Has North Korea’s economy been growing under sanctions? That’s what an economist in Pyongyang claims. In a recent interview with Kyodo (published here by Japan Times), Ri Gi Song at Pyongyang’s Institute of Economics at the Academy of Social Sciences claimed that North Korea’s GDP per capita grew by 3.7 percent in 2017, a year during which the country was virtually banned from selling its most crucial export goods, and faced very harsh conditions for importing crucial resources such as oil and fuel. When factoring in population growth, the GDP-growth-figure diminishes somewhat to 3.2 percent (see below), but it’s still firmly in the same range.

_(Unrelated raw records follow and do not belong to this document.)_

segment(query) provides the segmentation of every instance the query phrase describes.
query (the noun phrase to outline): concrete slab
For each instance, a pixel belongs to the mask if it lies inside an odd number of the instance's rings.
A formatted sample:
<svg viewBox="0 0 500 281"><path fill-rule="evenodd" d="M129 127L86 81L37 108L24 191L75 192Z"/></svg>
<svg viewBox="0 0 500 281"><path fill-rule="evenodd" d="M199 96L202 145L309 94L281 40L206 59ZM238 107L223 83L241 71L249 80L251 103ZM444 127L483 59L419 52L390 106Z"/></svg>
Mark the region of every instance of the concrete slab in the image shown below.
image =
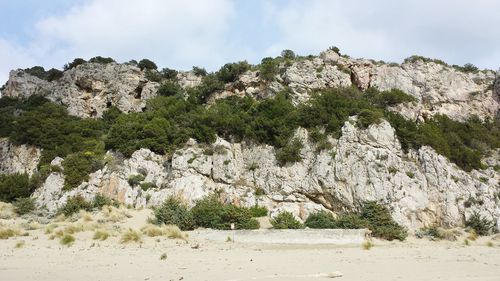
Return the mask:
<svg viewBox="0 0 500 281"><path fill-rule="evenodd" d="M368 229L203 229L190 232L189 237L219 242L229 237L237 243L361 245L369 233Z"/></svg>

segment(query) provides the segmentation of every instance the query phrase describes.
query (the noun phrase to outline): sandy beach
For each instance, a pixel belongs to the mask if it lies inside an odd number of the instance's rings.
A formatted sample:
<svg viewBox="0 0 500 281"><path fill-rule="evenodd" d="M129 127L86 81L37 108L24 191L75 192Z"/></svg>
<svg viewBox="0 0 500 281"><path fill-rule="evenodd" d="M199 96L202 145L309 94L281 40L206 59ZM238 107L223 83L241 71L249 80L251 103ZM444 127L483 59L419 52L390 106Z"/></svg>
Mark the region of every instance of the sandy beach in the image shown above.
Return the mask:
<svg viewBox="0 0 500 281"><path fill-rule="evenodd" d="M487 281L500 276L500 241L495 237L480 237L468 246L465 233L457 241L375 239L370 250L360 245L213 242L189 232L186 239L142 235L141 242L122 243L122 233L146 225L150 211L122 212L122 217L108 214L112 221L88 213L45 225L0 220L4 229L20 230L20 236L0 240L0 280ZM66 229L79 225L80 230L73 243L62 245L53 236L57 228L47 233L51 224ZM109 238L94 240L97 229L107 229Z"/></svg>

Strange as it may sound, it isn’t impossible to imagine North Korea’s economy at least not contracting severely during a year of sanctions. GDP growth alone is a poor way of measuring long-run, sustained economic growth and progress. While it may sound counterintuitive, the sanctions, while depressing the economy in certain ways, may have boosted it through other mechanisms. The ban on coal imports from North Korea, for example, may well have boosted certain industries, as I have covered in the past. Because exports have dwindled drastically, the price at which North Korean coal can sell – domestically as well as internationally – gets much, much lower than when it could be sold in greater quantities on a somewhat competitive market. So with lower prices for factors of production, industry could certainly experience growth in the short-run. But this would only be a temporary and meaningless boost, since the losses from unsold goods abroad would be much greater.